Anar: There is a severe cost too. So many students looked up to Krug as a model for how to be a certain kind of scholar. The fact that our role models might be people who capitalize on and co-opt marginality is so disturbing. Meanwhile, BIPOC women are burdened with a brunt of the service work, their authority is constantly compromised by both their students and their peers, and they take on the emotional labor of caring for their students with identities on the margins. They are treated as dispensable bodies in academic departments and institutions. They are not guaranteed professional success or recognition for this work. To the contrary, it comes at the expense of their well-being and livelihoods.

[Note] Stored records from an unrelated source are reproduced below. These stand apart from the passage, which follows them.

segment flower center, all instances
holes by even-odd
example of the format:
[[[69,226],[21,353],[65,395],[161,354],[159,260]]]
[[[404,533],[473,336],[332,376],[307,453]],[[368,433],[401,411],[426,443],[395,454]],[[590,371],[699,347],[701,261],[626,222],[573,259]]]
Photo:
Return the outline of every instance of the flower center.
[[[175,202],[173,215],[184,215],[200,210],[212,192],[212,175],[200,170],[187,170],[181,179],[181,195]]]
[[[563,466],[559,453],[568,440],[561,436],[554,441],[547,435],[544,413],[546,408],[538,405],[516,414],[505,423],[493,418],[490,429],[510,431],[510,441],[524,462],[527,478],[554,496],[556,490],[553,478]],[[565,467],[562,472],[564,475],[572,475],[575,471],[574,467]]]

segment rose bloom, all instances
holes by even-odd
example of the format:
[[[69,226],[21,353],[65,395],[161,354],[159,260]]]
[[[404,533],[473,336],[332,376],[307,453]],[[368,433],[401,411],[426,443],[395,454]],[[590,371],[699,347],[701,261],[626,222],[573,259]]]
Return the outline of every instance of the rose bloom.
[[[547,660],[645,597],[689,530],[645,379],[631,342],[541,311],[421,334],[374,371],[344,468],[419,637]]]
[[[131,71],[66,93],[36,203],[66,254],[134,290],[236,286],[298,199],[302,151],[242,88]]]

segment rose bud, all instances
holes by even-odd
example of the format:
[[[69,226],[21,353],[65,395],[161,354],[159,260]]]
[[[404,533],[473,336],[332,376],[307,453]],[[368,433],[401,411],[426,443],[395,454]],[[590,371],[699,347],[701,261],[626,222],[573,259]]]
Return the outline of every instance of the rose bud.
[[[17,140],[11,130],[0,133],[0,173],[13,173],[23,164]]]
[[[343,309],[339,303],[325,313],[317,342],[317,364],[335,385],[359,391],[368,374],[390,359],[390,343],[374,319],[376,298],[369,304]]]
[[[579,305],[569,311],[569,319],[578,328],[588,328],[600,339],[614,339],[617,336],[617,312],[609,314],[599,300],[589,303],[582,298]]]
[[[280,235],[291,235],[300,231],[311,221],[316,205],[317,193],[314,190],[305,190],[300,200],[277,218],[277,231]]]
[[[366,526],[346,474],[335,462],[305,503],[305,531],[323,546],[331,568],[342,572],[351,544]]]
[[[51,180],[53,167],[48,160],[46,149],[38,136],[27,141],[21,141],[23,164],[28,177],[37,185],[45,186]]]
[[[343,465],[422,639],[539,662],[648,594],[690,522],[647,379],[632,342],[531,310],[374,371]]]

Chelsey: BIPOC scholars have to take so much care to ensure their success doesn’t threaten this established order.  These dynamics are ripe for narcissistic abuse by aggressors who never really wanted to make space for BIPOC scholars at the academic table. The lack of empathy and care for scholars, especially BIPOC scholars, is one of many reasons people continue to be abused by the system, endure substantive mental health crises, and ultimately drop out of their graduate school programs or prematurely end their academic careers. 9 times out of 10 those are the people that we really need in academia. Those are the people that walk around with actual imposter syndrome and can’t write a single word because they fear their words will be deemed too subjective and not rigorous scholarship. Those are the people too afraid to walk into academic spaces because they are dark skin, fat, queer, and are not white passing. These are the people we should take care of better.  But, on the other hand, maybe those are the people with some sense. Those are the people that said a proverbial “uncle” to an anti-Black, racist, sexist, classist, ableist, colonial, settler, neoliberal regime that would use them, eat them alive and then not even apologize. And ultimately….they said enough is enough. They set a healthy boundary for themselves but at what cost?

Anar: Whew, yes. Honestly, my own stance on whether the only way out is to get out changes every day. I’m really not sure. But what I feel strongly about is that we can’t rely on racist, narcissistic institutions, or the people who inhabit them, to take care of us. We can, however, take better care of each other.

Chelsey: Our survival necessitates it.